Britain rules out financing Greece bailout, according to source
British finance minister George Osborne has ruled out any financial involvement in a fresh bailout for Greece after suggestions that a mechanism backed by the whole European Union could provide bridge financing for Athens.
Osborne spoke to some eurozone finance ministers on Monday as they set about exploring ways to provide Greece with an interim loan while it thrashes out a third bailout deal to avert bankruptcy.
His intervention was designed to quash the idea, one of several under consideration in Brussels, of using the European Financial Stabilization Mechanism — a bailout fund created in 2010. The EFSM issues bonds backed by all 28 European Union members and was used to help Ireland and Portugal.
"Our eurozone colleagues have received the message loud and clear that it would not be acceptable for this issue of British support for eurozone bailouts to be revisited," a British finance ministry source told Reuters.
"The idea that British taxpayers money is going to be on the line in this latest Greek deal is a non-starter," said the source, who spoke on condition of anonymity.

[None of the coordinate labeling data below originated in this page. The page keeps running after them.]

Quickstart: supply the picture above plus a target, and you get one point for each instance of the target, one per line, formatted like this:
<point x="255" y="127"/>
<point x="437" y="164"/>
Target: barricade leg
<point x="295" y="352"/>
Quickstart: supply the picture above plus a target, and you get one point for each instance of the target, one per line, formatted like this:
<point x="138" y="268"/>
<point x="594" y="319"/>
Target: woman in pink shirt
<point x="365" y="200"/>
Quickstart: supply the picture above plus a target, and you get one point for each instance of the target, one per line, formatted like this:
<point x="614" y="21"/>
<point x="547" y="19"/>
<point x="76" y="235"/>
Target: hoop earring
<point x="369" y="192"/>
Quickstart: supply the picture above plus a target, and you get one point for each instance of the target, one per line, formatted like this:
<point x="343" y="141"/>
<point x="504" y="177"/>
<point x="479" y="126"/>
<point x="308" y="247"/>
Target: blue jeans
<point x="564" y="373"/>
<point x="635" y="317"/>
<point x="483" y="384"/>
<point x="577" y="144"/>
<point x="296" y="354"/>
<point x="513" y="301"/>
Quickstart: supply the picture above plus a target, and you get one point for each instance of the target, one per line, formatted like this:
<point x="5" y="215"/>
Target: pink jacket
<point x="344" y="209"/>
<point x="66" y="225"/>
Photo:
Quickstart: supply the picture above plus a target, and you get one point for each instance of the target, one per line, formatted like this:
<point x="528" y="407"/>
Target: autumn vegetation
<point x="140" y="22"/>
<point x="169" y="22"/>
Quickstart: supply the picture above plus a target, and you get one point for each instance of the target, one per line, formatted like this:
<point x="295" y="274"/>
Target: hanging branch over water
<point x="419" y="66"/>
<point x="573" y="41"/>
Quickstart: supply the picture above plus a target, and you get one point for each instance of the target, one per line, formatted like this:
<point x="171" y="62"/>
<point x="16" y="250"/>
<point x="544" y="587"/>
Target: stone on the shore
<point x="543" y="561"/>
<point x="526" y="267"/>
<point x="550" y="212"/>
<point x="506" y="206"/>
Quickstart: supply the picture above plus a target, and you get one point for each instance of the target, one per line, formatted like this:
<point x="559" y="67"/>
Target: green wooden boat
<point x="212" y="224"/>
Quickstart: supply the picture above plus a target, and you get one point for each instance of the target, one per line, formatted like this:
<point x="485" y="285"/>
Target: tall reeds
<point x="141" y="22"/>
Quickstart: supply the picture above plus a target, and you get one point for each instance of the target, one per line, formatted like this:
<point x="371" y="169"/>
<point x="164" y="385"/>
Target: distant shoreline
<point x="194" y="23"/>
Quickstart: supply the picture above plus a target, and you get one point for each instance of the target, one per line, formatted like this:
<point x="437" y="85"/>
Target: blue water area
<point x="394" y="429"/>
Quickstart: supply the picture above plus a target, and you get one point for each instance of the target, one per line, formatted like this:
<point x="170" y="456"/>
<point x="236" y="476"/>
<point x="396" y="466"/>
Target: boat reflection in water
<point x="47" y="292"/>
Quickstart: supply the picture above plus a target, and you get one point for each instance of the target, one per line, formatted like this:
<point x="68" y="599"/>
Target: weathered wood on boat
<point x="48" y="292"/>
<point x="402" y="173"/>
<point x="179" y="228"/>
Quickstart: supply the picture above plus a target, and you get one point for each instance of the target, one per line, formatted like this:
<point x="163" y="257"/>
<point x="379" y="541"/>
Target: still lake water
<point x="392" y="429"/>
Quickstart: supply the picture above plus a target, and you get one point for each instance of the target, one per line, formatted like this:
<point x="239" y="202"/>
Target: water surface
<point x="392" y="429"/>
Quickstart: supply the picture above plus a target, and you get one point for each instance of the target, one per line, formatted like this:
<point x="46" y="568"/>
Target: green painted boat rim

One EU official said this EFSM option "was very unlikely to gain ground" and would likely not be discussed at Tuesday's meeting of all 28 EU finance ministers.
In 2011, Britain refused to allow the use of the EFSM to bail out Greece for a second time.
London could be outvoted on the issue, because the use of the EFSM can be decided by a qualified majority of EU states. That is 15 countries representing 65 percent of the EU's population. But EU institutions will be wary of angering British voters ahead of a referendum on Britain's EU membership by 2017.